Several types of light modulating liquid crystalline materials are currently known. Ideally, these materials provide desirable features such as high contrast, fast switching times between different optical states and wide viewing angles. Some other desirable features are low power consumption to switch and maintain optical states, mechanical, thermal, and electrical stability, and ease of fabrication.
One category of organic material that exhibits most of the above desirable characteristics are ferroelectric liquid crystals which are also referred to as chiral smectic C liquid crystals. Smectic liquid crystals consist of long, rod-like molecules arranged in layers. In instances where the molecules are tilted at an angle to the layers, they are called smectic C liquid crystals. When a chiral group is incorporated into the material's molecules or when a chiral substance is added to the smectic liquid crystal, the molecules form a helical pattern along a direction perpendicular to the layers. These structures are known as ferroelectric liquid crystals. It is known that ferroelectric liquid crystals provide extremely fast switching times compared to nematic or cholesteric liquid crystal materials. Additionally, the viewing angles of ferroelectric displays are much wider than most other types of liquid crystal displays.

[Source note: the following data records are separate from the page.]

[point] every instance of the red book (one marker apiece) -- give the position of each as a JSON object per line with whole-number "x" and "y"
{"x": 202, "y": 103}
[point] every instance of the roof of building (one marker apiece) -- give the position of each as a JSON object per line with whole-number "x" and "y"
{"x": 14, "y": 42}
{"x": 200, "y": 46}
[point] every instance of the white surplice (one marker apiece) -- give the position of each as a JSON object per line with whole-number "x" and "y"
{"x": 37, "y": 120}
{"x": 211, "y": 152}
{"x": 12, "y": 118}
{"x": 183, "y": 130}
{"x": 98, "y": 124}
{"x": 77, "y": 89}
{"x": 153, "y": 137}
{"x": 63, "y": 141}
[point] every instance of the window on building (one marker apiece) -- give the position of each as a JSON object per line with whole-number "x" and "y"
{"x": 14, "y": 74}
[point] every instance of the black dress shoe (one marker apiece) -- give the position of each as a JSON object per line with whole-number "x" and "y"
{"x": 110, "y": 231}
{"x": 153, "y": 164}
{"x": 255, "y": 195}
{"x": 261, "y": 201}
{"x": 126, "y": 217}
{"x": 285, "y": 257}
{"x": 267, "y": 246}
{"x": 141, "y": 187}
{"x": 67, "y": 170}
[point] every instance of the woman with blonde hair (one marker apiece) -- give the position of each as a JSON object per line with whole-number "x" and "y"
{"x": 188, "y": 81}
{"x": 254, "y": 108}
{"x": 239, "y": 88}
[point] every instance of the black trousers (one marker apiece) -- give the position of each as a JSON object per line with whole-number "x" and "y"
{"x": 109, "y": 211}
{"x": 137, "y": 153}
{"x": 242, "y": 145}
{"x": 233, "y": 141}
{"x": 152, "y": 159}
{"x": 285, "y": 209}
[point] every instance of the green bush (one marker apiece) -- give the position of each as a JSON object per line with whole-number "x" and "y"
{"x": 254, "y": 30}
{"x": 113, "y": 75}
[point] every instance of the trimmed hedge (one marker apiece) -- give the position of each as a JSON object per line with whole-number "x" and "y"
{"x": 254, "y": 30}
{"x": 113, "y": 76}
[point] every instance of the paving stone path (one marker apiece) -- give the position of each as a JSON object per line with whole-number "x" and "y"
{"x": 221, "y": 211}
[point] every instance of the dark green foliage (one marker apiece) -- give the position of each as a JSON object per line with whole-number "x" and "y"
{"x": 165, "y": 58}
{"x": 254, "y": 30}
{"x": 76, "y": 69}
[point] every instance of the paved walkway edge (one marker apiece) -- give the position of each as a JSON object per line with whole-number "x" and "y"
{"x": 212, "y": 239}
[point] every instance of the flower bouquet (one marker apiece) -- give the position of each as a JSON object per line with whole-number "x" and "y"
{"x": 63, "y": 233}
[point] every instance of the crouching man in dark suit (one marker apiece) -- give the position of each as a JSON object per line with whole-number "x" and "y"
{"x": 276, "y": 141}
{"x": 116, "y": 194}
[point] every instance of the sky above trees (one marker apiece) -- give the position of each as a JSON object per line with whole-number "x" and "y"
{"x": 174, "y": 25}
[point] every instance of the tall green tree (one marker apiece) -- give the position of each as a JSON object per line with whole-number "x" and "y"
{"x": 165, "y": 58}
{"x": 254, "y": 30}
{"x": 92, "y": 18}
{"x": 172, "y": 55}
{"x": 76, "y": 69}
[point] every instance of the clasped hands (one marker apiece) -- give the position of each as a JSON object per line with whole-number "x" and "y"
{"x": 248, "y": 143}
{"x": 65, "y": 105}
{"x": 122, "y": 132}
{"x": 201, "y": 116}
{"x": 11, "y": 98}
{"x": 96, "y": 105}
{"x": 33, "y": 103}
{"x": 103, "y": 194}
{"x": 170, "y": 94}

In particular, the chiral smectic C* mesophase, which is a ferroelectric liquid crystal (FLC) phase, is mainly used for light modulation in surface stabilized FLC (SSFLC) devices, ferroelectric gels, deformed helix formation (DHF) effect devices and polymer dispersed FLC (PDFLC). SSFLC and DHF devices employ pure FLC filled in a cell comprising two flat substrates each with alignment layer. Ferroelectric gels include pure FLC, which has a relatively small amount of polymer dissolved therein, oriented by the substrates with alignment layers, wherein polymer is evenly distributed throughout the FLC and becomes part of the optically active aspects of the cell. PDFLC devices, which utilize droplets of FLC embedded in a polymer matrix induced by phase separation, can also be used as light modulating elements. Alignment of a FLC director inside the droplets is obtained by highly anisotropic action of the polymer matrix or by external forces, such as an applied electromagnetic field or shearing.

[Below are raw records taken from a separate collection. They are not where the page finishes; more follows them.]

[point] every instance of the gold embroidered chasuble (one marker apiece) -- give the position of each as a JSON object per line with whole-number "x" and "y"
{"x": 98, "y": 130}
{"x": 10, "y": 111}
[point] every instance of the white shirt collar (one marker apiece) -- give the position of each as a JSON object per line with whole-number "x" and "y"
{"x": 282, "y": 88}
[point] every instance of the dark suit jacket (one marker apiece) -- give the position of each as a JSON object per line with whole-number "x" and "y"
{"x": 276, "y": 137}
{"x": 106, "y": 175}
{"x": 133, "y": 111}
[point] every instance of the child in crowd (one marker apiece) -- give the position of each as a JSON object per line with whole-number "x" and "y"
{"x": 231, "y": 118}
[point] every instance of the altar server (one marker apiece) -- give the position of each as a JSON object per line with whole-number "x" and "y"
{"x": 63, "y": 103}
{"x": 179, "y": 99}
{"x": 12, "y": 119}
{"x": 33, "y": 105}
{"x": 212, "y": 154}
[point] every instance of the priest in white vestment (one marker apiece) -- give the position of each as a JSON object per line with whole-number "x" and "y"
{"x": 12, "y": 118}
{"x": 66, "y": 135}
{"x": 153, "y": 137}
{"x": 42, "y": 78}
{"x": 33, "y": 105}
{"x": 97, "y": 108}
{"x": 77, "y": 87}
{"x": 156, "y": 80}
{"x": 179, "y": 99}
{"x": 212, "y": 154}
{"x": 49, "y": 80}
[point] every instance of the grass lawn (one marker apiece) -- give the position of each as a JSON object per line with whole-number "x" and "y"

As those skilled in the art will appreciate, devices using SSFLC and DHF materials and ferroelectric gels require that a relatively small cell gap, about 1.5 .mu.m, be utilized to obtain optimum contrast and transmission. Moreover, high uniformity of cell spacing between the substrates is essential. In other words, the device will not perform adequately unless the material is uniformly oriented between properly and precisely separated cell substrates. Still another disadvantage of these devices is that they are highly susceptible to mechanical, thermal, and electrical shock or stress. Yet another disadvantage is that these materials tend to develop textural defects, such as zig-zag defects, during device fabrication. It is also difficult to obtain desirable properties such as grey scale in SSFLCs.
The PDFLC light modulating devices possess grey scale properties and are free of several of the disadvantages of the other three devices; however, they have their own particular disadvantages. In particular, the refractive indices of both the polymer and FLC, must match to avoid light scattering from the droplets' surface. Another disadvantage is that the PDFLC devices often require high applied voltages for optimum performance and as such, are not conducive to control by low voltage electronic drivers.
In regard to optical appearance, pure SSFLC cells using a polarizer and a crossed analyzer illuminated with white light have a contrast ratio of greater than 100 and a transmission value of about 80 percent of the maximum possible. But as noted previously, SSFLC devices are very sensitive to mechanical shock which can easily damage liquid crystal alignment and render them unusable.
Several other liquid crystal materials likely to be used for light modulation, are antiferroelectric liquid crystals (AFLC), cholesteric and nematic liquid crystals. AFLCs are also sensitive to mechanical deformations and thermal shocks and require a small but uniform cell gap. Being relatively unexplored for applications, their physical parameters remain to be optimized for electrooptical applications. Main disadvantages of nematic and cholesteric devices are their slow response and narrow viewing angle.